Tercera entrega de su Diario “Signos de época”

Debates, Diarios

Tercera entrega de su Diario “Signos de época”

En tiempos pandémicos, el espacio se desdibuja. ¿Es opresivo o es infinito? ¿Acaso son opuestos? La mirada de Ezequiel Gatto se dirige a la astronomía, ciencia que habita la experiencia de un borde, el universo. “Y mientras tanto el sol se muere y  no parece importarnos”, dice en una canción el Indio Solari. Como astronauta en tierra, aquí estamos…

 

Una de las cosas que más disfruto de la lectura es encontrar, inesperadamente, una escena, un personaje o una frase que reconozco enseguida como insumo estratégico. Leer es, para mí, una operación que consiste en encontrar elementos para aprender a vivir. Y esto puede suceder en casi cualquier libro. Por ejemplo, desde que leí El Gatopardo (1958), de Giovanni Lampedusa, en 2003, se grabó en mi memoria que su protagonista, Don Fabrizio Corbera, Príncipe de Salina, aristócrata siciliano en decadencia por el avance de las fuerzas republicanas de Garibaldi a mediados del siglo XIX, se volvía hacia la astronomía cuando la vida diaria lo hacía demasiado infeliz. Corbera se fugaba, como rompiendo la ley de la gravedad social. Buscaba un respiro, un consuelo, una pausa, un olvido. Durante la lectura, su condición de aristócrata me impedía identificarme con las causas sociales por las que Don Fabrizio iba hacia la astronomía, pero no me impidió comprender qué valioso puede ser hacerse un refugio que es, también, una experiencia de conocimiento inagotable. Porque no se trata de una fuga mística ni un escape a lo conocido, sino el encuentro con una existencia tan compleja que se sabe de antemano que es inagotable.
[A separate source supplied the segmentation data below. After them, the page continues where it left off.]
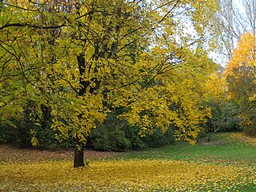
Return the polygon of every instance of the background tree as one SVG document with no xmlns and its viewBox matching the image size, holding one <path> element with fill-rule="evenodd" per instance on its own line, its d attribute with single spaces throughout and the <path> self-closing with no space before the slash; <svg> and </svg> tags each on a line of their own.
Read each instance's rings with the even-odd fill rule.
<svg viewBox="0 0 256 192">
<path fill-rule="evenodd" d="M 256 132 L 255 46 L 255 36 L 251 33 L 242 35 L 226 71 L 229 96 L 239 104 L 242 126 L 250 134 L 255 134 Z"/>
<path fill-rule="evenodd" d="M 206 31 L 214 1 L 10 0 L 3 7 L 1 82 L 23 85 L 19 99 L 36 101 L 41 116 L 50 109 L 57 138 L 74 141 L 74 166 L 84 166 L 90 130 L 120 108 L 142 136 L 171 124 L 194 143 L 209 114 L 200 98 L 214 67 Z"/>
<path fill-rule="evenodd" d="M 239 129 L 238 106 L 227 98 L 227 82 L 223 71 L 215 71 L 206 81 L 204 102 L 210 106 L 211 118 L 206 124 L 208 142 L 218 131 Z"/>
</svg>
En definitiva, la astronomía ofrece una forma de vivir a otra escala.

Un afecto -la desazón- parecido al de Don Fabrizio motiva al protagonista humano de Hacedor de estrellas (1937), de Olaf Stapledon, a pensar en el universo. Eso en la primeras páginas porque, a diferencia del personaje de Il Gatopardo -una novela realista- el protagonista de Hacedor de estrellas -una novela de ficción científica- es capaz no sólo de imaginar sino también de viajar por el cosmos. Primero sin proponérselo, casi un reflejo de huida de su tristeza terrícola; luego, aprendiendo a controlar el desplazamiento. Hasta dar con un planeta al que, a medio camino entre lo familiar y lo extraño, llamará Otra Tierra. A partir de la Otra Tierra, y de una serie de hechos afortunados que allí suceden, comienza un viaje que recorre una multiplicidad de mundos y lo expone a una multiplicidad de encuentros que, por lo radicalmente diferentes, le abren al protagonista el conocimiento del infinito del universo. Un infinito cuantitativo y cualitativo, porque las formas que lo pueblan y lo habitan no sólo son muchas sino también diferentes. Los mundos posibles se multiplican; y saber de su existencia es, de por sí, la actualización de una posibilidad. La posibilidad de saber que hay posibilidades. El escenario de Hacedor de estrellas es el de la contingencia absoluta, de la que participamos y a la que podemos concebir. Produce una antropología que a medida que avanza en sus encuentros con otras formas de vida conciente, otras geografías, otras biósferas, va perdiendo los límites de la forma humana terrestre. Se va reconfigurando y, así, lo humano ya no es lo que era.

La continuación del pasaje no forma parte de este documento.